だが、若木は見た。美紅の腕から血が流れている。
世界が真っ暗に染まる。
(そんな……俺が守るはずが……。
守るはずの最愛の人にこんな傷を……)
「ふん、遊びは終わりだ」
銀次が片手をあげる。
「さらばだ」
「美紅さん!」
絶望だった。
銀次はあまりに強い。
世界が終わりそうな恐怖……
「ふわ〜ぁ」
突然の欠伸だった。
「眠い……」
「えぇっ⁈」
「命拾したな。さらば!」
「えぇぇええ⁉︎」
銀次はなぜ、去っていった。
美桜はスーパーにいた。
最近できた。眩しいばかりのスーパーだ。
開店セール実施中だ。主婦層には特大嬉しい。
スーパーの独自の歌が流れていた。
客も多いし、店も広い。
「あら、美紅」
そこに、美桜さんがいた。買い物カゴを、腕にぶら下げている。
カゴの中には戦利品がたくさん詰まっている。
「聞いてよ美紅、今日の特売……!」
「お母さん、探したのよ!
こっちこそ、聞いてほしいわ!
銀次とかいう奴が攻めてきて……」
「銀次……」
「とにかく、このままじゃ、殺されるよ、お母さん!」
美桜が突然、美紅を抱きしめた。
「わかった、美紅。怖かったわね……」
すると、美紅がいきなり周りも気にせず泣き出した。
「う、うわああんん、お母さん!」
「よしよし」
美紅の頭を撫でる。
「……帰りましょ」
泣き疲れたのか、美紅は自室の布団で、寝てしまった。
若木は、大人だと思っていた美紅が、あんなに泣きじゃくるのが意外だった。
男の姿では、さすがに寝ている女性の部屋には入れなかったが、美紅の子供のような泣顔と、彼女を守れなかった自責の念が、頭を渦巻いていた。
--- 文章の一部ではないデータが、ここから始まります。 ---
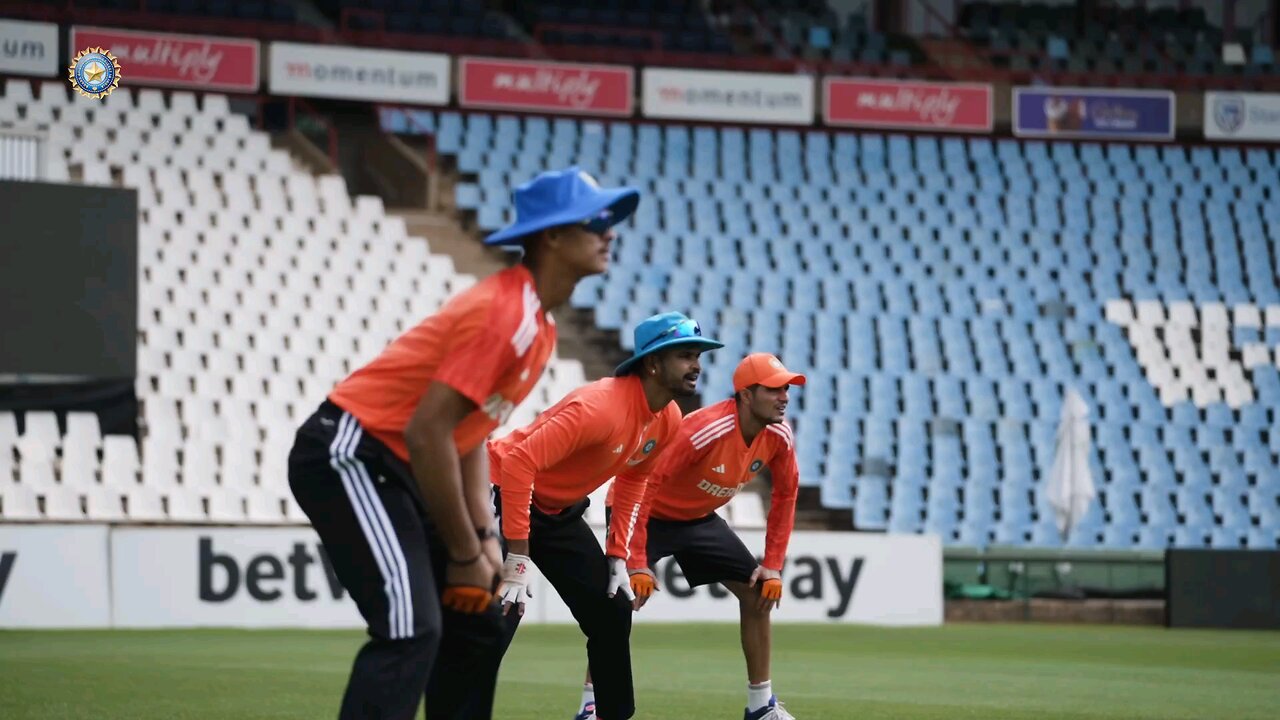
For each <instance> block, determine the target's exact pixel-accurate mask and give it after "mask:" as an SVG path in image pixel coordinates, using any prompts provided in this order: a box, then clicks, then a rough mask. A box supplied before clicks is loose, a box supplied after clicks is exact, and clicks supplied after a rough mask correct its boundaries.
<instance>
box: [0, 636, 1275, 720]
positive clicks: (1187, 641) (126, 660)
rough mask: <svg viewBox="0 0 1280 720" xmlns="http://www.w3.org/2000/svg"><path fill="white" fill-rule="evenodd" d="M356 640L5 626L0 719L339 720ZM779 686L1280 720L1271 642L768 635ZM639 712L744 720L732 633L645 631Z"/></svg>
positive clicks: (835, 705) (533, 694)
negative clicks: (269, 719)
mask: <svg viewBox="0 0 1280 720" xmlns="http://www.w3.org/2000/svg"><path fill="white" fill-rule="evenodd" d="M360 642H361V634H358V633H353V632H275V630H273V632H250V630H244V632H239V630H195V632H0V717H5V719H6V720H22V719H36V717H40V719H45V717H86V719H87V717H93V719H104V717H122V719H123V717H128V719H131V720H133V719H136V720H145V719H165V720H173V719H182V717H192V719H196V717H198V719H223V717H225V719H237V720H241V719H251V717H307V719H312V717H333V716H334V715H335V708H337V706H338V698H339V697H340V694H342V688H343V684H344V682H346V675H347V669H348V664H349V661H351V657H352V655H353V653H355V651H356V647H357V646H358V643H360ZM774 642H776V650H774V670H773V684H774V689H776V691H777V692H778V694H780V697H781V698H782V700H783V701H785V702H786V703H787V707H788V708H790V710H791V711H792V712H794V714H795V715H796V717H799V719H800V720H813V719H823V720H829V719H845V717H849V719H867V720H870V719H884V720H916V719H919V720H924V719H938V720H942V719H946V720H954V719H963V717H975V719H977V717H980V719H1027V720H1032V719H1034V720H1043V719H1046V717H1061V719H1069V720H1075V719H1080V720H1083V719H1092V717H1107V719H1112V717H1114V719H1125V720H1134V719H1152V720H1156V719H1160V720H1178V719H1210V717H1222V719H1231V720H1247V719H1254V717H1256V719H1260V720H1261V719H1268V720H1272V719H1276V717H1280V633H1245V632H1201V630H1165V629H1155V628H1112V626H1044V625H947V626H943V628H931V629H879V628H845V626H833V625H790V626H781V628H778V629H777V637H776V641H774ZM634 643H635V644H634V656H635V673H636V697H637V705H639V711H637V714H636V716H637V717H653V719H659V717H660V719H676V717H741V712H742V702H744V688H742V685H744V683H745V679H744V670H742V660H741V656H740V653H739V648H737V630H736V628H735V626H733V625H640V626H637V628H636V630H635V634H634ZM582 664H584V651H582V641H581V638H580V635H579V633H577V629H576V628H567V626H527V628H524V629H521V630H520V635H518V637H517V638H516V643H515V646H513V647H512V652H511V655H508V657H507V661H506V665H504V666H503V674H502V680H500V684H499V688H498V711H497V714H495V717H499V719H503V720H532V719H539V720H544V719H548V717H549V719H553V720H557V719H564V720H567V719H568V717H571V716H572V712H573V710H575V703H576V702H577V697H579V691H580V682H581V679H580V678H581V673H582Z"/></svg>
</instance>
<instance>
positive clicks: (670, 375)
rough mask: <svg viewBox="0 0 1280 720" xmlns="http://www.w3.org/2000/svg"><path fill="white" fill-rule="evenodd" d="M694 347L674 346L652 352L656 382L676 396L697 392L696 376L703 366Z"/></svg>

若木は、自分の手のひらを見つめ、深く息を吐き出した。
赤羽家のリビングの窓から差し込む夕陽が、手のひらを朱く染める。
それを握り締め、決意を固めた。
「ポップくん……」
美桜は、人知れず、仏壇の奥に手を伸ばす。
「これを使う時が、来たのね……」
美桜の手の中に、小さい箱━━それがまばゆく光り出す。
光は、大きく膨らみ、赤羽家を包み込み!
「愛の結界‼︎ 始動‼︎」
それは、薄いピンク色のハートマークを型取り、不可視の結界へ成熟する。
「ふう、やれ、やれ」
美桜は額の汗を拭った。
「これで、しばらくはなんとかなるわ」
少し、ふらつく。
2階の、主不在の牙の部屋に行く。
窓ガラスがまだ割れたままだ。
机の上には、ヴァンパイア・アイズの漫画。
風がふいに、水色のカーテンを揺らした。
美桜は、独白した。
「……あんまり、無理しないでね。若木くん」
その言葉は、誰にも届かずに、静寂へと溶けていった。